In de tijd dat Elvis de opkomst van popmuziek inluidde, stond rock & roll te boek als corrumperend, een gevaar voor de onbezoedelde jeugd. Nu waren ze midden jaren 50 niks gewend natuurlijk. Tot dat heuglijke moment was het braafheid troef in de hitlijsten die werden gedomineerd door het type schoonzonen en -dochters met wie je zonder problemen thuis aan kon schuiven bij de zondagse dis. De vervaarlijk swingende heupen van Elvis maakten daar subiet een einde aan. Veel van wat in zijn kielzog volgde, dreef ouders tot wanhoop. Uit Peter Guralnick’s Careless Love – het eerste deel van zijn Elvis-biografie – begreep ik dat hem dat vooral zat in de muziek. Die deed iets met je middenrif, waar je geen controle over leek te hebben. Al die nieuwlichterij zette aan tot massahysterie.
De ultieme vertaling van die oerdrift is de instrumentale rock & roll van Link Wray.
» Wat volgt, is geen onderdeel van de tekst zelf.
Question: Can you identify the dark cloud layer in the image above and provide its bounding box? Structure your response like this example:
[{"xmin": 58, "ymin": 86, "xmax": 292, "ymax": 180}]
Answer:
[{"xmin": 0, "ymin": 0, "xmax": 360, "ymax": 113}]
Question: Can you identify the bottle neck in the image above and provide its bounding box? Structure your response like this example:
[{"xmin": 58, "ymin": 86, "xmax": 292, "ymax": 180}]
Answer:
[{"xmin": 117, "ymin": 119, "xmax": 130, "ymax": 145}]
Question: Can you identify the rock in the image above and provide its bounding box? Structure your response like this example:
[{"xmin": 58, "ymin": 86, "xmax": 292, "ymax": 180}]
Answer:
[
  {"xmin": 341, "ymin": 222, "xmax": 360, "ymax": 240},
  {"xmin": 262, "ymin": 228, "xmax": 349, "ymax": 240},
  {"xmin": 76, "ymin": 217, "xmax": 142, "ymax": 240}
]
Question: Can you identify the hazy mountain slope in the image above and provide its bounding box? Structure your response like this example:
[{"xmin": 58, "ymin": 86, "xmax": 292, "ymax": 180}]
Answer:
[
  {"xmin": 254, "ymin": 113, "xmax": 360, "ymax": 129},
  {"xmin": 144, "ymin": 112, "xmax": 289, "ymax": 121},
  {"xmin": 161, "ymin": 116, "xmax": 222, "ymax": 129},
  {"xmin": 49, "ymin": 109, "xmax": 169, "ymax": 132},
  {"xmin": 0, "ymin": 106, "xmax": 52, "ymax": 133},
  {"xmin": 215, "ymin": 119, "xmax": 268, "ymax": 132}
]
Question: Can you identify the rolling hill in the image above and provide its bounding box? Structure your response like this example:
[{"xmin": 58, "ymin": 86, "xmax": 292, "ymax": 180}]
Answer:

Over een vervaarlijk slepende beat speelde hij zijn onheilspellend rommelende akkoorden, alsof er onweer op komst was. Die keer dat Dave Davies van de Kinks een afspraak regelde tussen zijn zakmes en de conus van zijn gitaarversterker en de wereld kennis maakte met de proto-metal van You Really Got Me, kon Link amper een geeuw onderdrukken: daar was hij dus allang en breed geweest in 1958. Metal heeft veel te danken aan You Really Got Me, maar echt ALLES te danken aan de vervormende power chords van Rumble. Het nummer werd overigens van flink wat Amerikaanse radiozenders geweerd. Snap ik volkomen: ik zie de ongecontroleerde geweldsuitbarstingen levendig voor me.
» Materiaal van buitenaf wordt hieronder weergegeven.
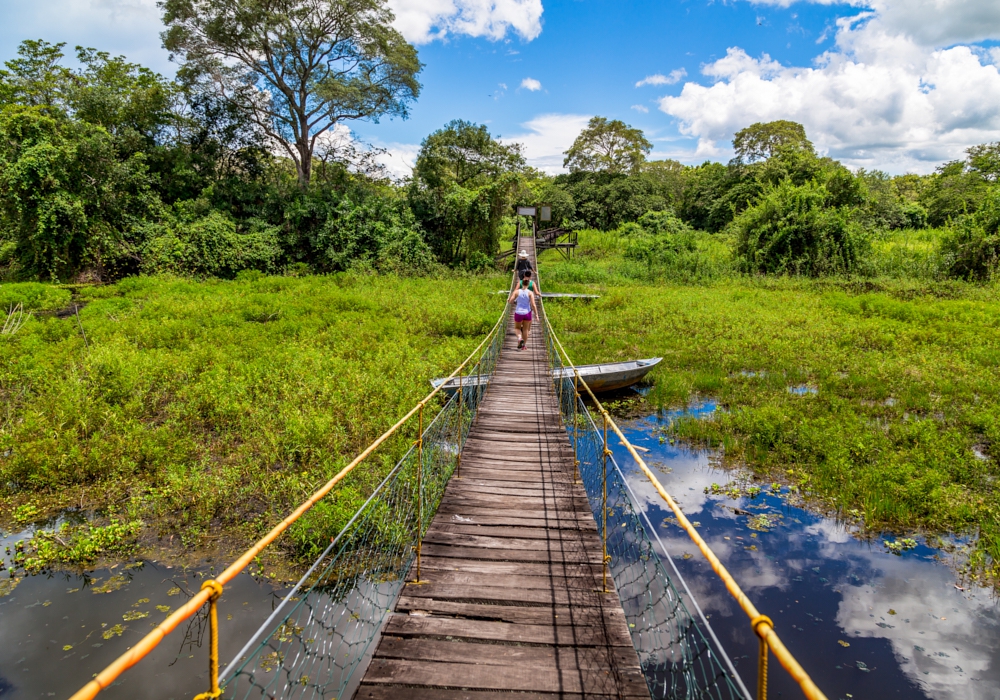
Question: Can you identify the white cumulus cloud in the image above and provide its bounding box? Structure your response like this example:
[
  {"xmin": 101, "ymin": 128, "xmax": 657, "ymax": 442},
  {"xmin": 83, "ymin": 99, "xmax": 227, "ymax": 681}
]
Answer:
[
  {"xmin": 751, "ymin": 0, "xmax": 1000, "ymax": 46},
  {"xmin": 500, "ymin": 114, "xmax": 590, "ymax": 175},
  {"xmin": 635, "ymin": 68, "xmax": 687, "ymax": 87},
  {"xmin": 660, "ymin": 10, "xmax": 1000, "ymax": 172},
  {"xmin": 389, "ymin": 0, "xmax": 542, "ymax": 44}
]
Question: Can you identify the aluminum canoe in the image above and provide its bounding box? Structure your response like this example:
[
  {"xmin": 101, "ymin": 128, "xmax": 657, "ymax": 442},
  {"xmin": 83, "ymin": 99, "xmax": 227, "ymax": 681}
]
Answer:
[{"xmin": 431, "ymin": 357, "xmax": 663, "ymax": 395}]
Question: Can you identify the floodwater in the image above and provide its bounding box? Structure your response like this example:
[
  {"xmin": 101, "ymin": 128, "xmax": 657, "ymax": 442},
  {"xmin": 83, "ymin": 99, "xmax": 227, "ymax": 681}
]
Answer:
[
  {"xmin": 612, "ymin": 403, "xmax": 1000, "ymax": 700},
  {"xmin": 0, "ymin": 530, "xmax": 281, "ymax": 700}
]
Link was een innovatieve gitarist. In plaats van tijdgenoten na te spelen, experimenteerde hij er lustig op los. Waar überfan Iggy Pop geldt als de peetvader van de punk, staat Link Wray dankzij zijn uitvinding van de power chord te boek als de peetvader van de punkgitaar. Samen met zijn Wraymen – met in de gelederen oudere broer en latere producer Vernon en zijn jongere broer Doug op drums – vormde hij een bloedlinke eenheid. In Rumble klinkt het alsof de gitaarbeul rond torst met iets zwaars; een bijl of zo, waarmee hij je onverwacht kon belagen. Of een lijk. In de studio speelde hij altijd ingehouden, het credo van Vernon indachtig: je hoefde die power chords niet snoeihard op te nemen om ze op plaat snoeihard te laten klinken. Link kruisigde toch wel zijn gitaarversterker.
Wray’s carrière zou een interessante nasleep kennen. Na eind jaren 50, begin 60 de wereld te hebben verblijd met een paar dozijn brute instrumentals, werd het stil. In jaren de 70 zou hij echter een soort van wedergeboorte doormaken. Niet gehinderd door de klaplong waar hij al sinds zijn jeugd meer rondliep, pakte hij daarvoor naast het gitaarspelen ook het zingen op. Samen met Vernon brouwde hij in zijn kippenhok een potje dampende swampblues, met daar overheen zijn doorleefde vocalen. Een uitblinker als Fire And Brimstone, verdienstelijk gecoverd door Mark Lanegan (voor bootleggers-film Lawless), leverde precies wat de titel beloofde. Toch blijft het cinematische Rumble – het nummer figureerde onder meer in Pulp Fiction – het definitieve visitekaartje van deze gitaarslingeraar.